J’entendrai l’écho de sa
curiosité, de ses questions toujours plus précises sur les techniques anciennes
qui le passionnaient, comme s‘il voulait paradoxalement engranger toujours plus
de savoir avant de partir. Il aurait aimé élaborer et utiliser les médiums les
plus raffinés, glacer finement au baume de Venise ou à l’ambre dissous, il
aurait aimé préparer les supports en tuant le plâtre, apprêter à la colle de
peau ou à la caséine. Il aurait volontiers laissé l’huile de lin cuite se clarifier
au soleil pendant des semaines, écrasé longuement ses pigments au mortier, il
voulait comme aller à rebours du peu de temps qui lui restait en goûtant la
lenteur du procédé ancestral, comprendre les matériaux, les manipuler
artisanalement, au sentiment.
Dans le groupe, à l’atelier, tout
en travaillant attentivement à sa toile, il prenait encore de son précieux
temps pour aller contempler le travail des autres, dans des moments d’échanges
naturels et simples. Lorsque nous nous accordions quelques pauses, il nous
parlait souvent de la musique, du violoncelle qu’il étudiait et pratiquait aussi,
nous faisait part des analogies et des différences qu‘il avait relevées en
avançant dans l’apprentissage de la peinture ou du dessin.

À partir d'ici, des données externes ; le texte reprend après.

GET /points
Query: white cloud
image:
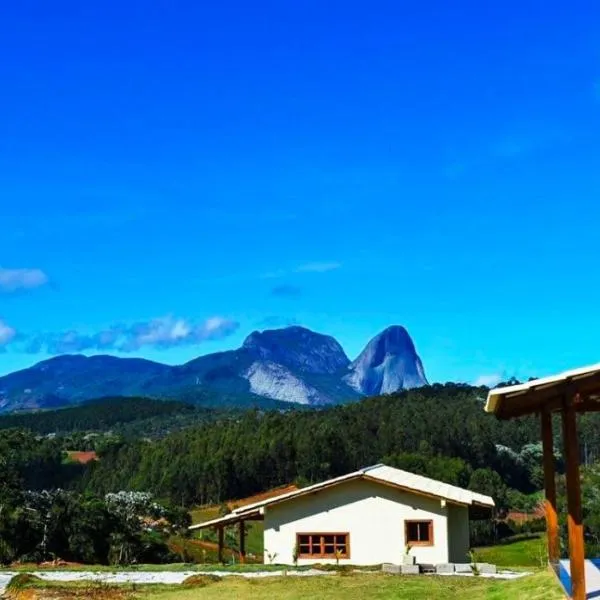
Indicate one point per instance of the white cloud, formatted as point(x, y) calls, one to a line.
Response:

Je tiendrai en moi le souvenir de
ses bousculements lorsque par exemple j’insistais sur la nécessité au
commencement d’une toile de brosser des masses avant d’aller au détail, celle
de placer très tôt les grands ensembles tonals et chromatiques, allant contre
son envie de savourer d’emblée l’élaboration vétilleuse, lente et appliquée de
son sujet, dans un réalisme sensible qui le réjouissait.
Il acceptait cela avec
compréhension, humour, curiosité, soif d’apprendre, de découvrir, jusqu’au
bout, et malgré tout. Toujours, il participait grandement à l’atmosphère autant
chaleureuse et amicale que concentrée et studieuse du cours. J’ai envie de
croire qu’à l’atelier il venait toucher un monde et un temps particuliers, dans
lesquels il parvenait à tenir la morbidité à distance pour quelques heures.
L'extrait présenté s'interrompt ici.